¿Cuántas veces has oído hablar de discernir los signos de los tiempos? Seguro que un montón. El Papa Francisco, como buen jesuíta, hace alusión constante a esta práctica que hunde su raíz en el evangelio de hoy. Para discernir hay que pensar, y para pensar hay primero que observar, y para observar debemos tener un espíritu dado a la contemplación, hay que saber hacer silencio para captar bien lo que contemplamos. Hoy añadiremos algunas consideraciones complementarias a la meditación del martes.

La mejor escuela de todo eso es la oración, el trato pausado con Jesús, que se convierte en el modo más práctico de aprender a discernir los signos de los tiempos, esto es, buscar el sentido profundo de los acontecimientos que suceden en nuestra vida, alrededor nuestro o en el mundo.

Sin discernimiento no aprenderemos sabiduría, nos quedaremos en la superficie de los acontecimientos, en una constante sucesión de hechos inconexos a los que no terminamos de encontrar un sentido. Es el peligro de la tecnologifilia (¡vaya palabro!) del que advertimos el martes. Y acabaremos hablando del destino, o de los chacras, del karma o vete a saber de qué, como camino para comprender mi vida. ¡Pero si el cristianismo nos lo deja en bandeja! Nuestra vida tiene sentido porque somos hijos de Dios, y la mano providente de Dios, que es nuestro Padre, “Dios, Padre de todo, que lo trasciende todo, y lo penetra todo, y lo invade todo”.  Él nos ayuda a mirar nuestro pasado, nuestro presente y nuestro futuro: ha enviado a su Hijo Jesucristo para que no caminemos a oscuras, y nos ha dado su Espíritu Santo para ello. Dios nos los ha dado todo, se nos ha dado a sí mismo y está presente siempre en nuestras vidas. No nos deja. Me dan pena tantos cristianos de barniz que no experimentan la relación con Dios como la esencia misma de la vida. Se acaban agarrando a las modas exportadas de otras culturas. Es como aceptar que el Whoper o el Big-Mac forman parte de la cultura española.

Discernir es el camino para encontrar el “logos” de las cosas, la razón, el porqué. Nuestro espíritu es de tal naturaleza que busca siempre la verdad, se pregunta por ella, la anhela y la guarda como un tesoro cuando la encuentra. De ahí que Jesucristo interrogue y azuce nuestras conciencias sobre lo que hemos encontrado en Él, en sus palabras, en sus signos. La venida del Hijo de Dios al mundo es el mayor signo de la presencia de Dios en la historia de la humanidad. Pero los hombres necesitamos discernir qué significan sus palabras, sus milagros para hacerlo nuestro. Y necesitamos ver esas palabras y milagros realizados en el siglo XXI para comprenderlo.

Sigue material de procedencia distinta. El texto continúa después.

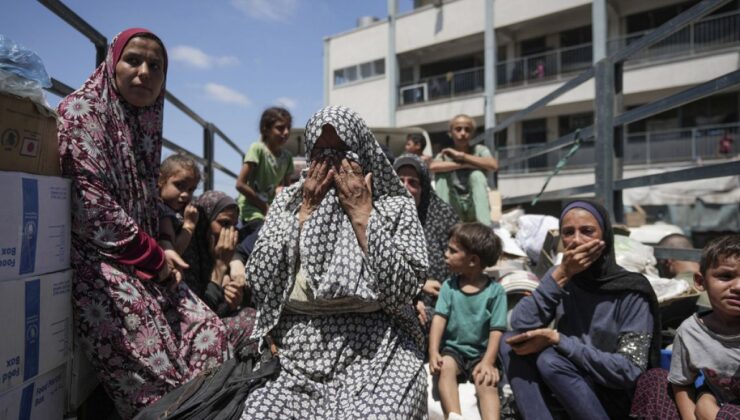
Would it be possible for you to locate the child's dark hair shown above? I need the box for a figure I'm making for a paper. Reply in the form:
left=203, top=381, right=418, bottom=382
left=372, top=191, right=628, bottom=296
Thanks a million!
left=700, top=234, right=740, bottom=275
left=407, top=133, right=426, bottom=150
left=260, top=107, right=292, bottom=138
left=159, top=154, right=201, bottom=185
left=449, top=222, right=502, bottom=267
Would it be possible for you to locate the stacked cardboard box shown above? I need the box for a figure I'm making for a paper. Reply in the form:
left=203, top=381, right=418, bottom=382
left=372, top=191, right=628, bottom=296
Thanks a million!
left=0, top=91, right=73, bottom=419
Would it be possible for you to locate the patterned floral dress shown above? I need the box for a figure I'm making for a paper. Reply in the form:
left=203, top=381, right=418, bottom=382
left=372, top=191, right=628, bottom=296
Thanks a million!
left=241, top=106, right=430, bottom=419
left=57, top=29, right=228, bottom=419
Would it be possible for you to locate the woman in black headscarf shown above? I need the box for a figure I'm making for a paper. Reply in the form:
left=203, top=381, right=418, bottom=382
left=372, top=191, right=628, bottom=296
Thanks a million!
left=393, top=153, right=460, bottom=332
left=499, top=200, right=661, bottom=420
left=181, top=191, right=256, bottom=352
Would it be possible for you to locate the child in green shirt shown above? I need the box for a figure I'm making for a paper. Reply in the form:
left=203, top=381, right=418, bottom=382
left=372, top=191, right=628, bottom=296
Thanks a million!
left=429, top=222, right=507, bottom=420
left=235, top=107, right=294, bottom=236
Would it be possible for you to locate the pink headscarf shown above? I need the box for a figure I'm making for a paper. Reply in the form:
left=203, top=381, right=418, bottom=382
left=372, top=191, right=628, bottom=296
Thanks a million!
left=58, top=28, right=168, bottom=259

Con Cristo, los signos de los tiempos son aquellos que nos ayudan a comprender la victoria de Dios y la derrota del mal. Se trata de la interpretación más profunda y oculta de la historia de nuestras vidas y la de toda la humanidad. San Pablo VI, San Juan Pablo II, el Papa Benedicto XVI y ahora el Papa Francisco son las personas que mejor nos ayudan a interpretar los signos de los tiempos. Su magisterio está lleno de miradas profundas sobre lo que pasa en la humanidad. Hacemos bien en leerlos atentamente porque aprendemos ese modo tan característico que tenemos los cristianos de contemplar lo que sucede a nuestro alrededor.

Una característica del discernimiento es no ir por libre. Necesitamos la Iglesia, que como Madre, nos ayuda en nuestro camino e ilumina el sendero. La experiencia de los santos a lo largo de los siglos, la multitud de carismas y ministerios, la administración de los sacramentos, la enseñanza del magisterio, el acompañamiento espiritual, los catecumenados, los ejercicios espirituales, etc., forman parte de la identidad de la Iglesia, donde se nos da a Cristo. “Éste es el grupo que viene a tu presencia, Señor”. San Pablo habla de Dios y describe la Iglesia como el camino hacia Él: «Un Señor, una fe, un bautismo».

Gracias, Jesús, por ser el signo de los tiempos, la piedra de roseta para interpretar la historia; gracias por habernos dado tu Espíritu Santo que ilumina, guía y fortalece; gracias por la Iglesia Madre, nuestro hogar, en que somos queridos y amados por lo que somos.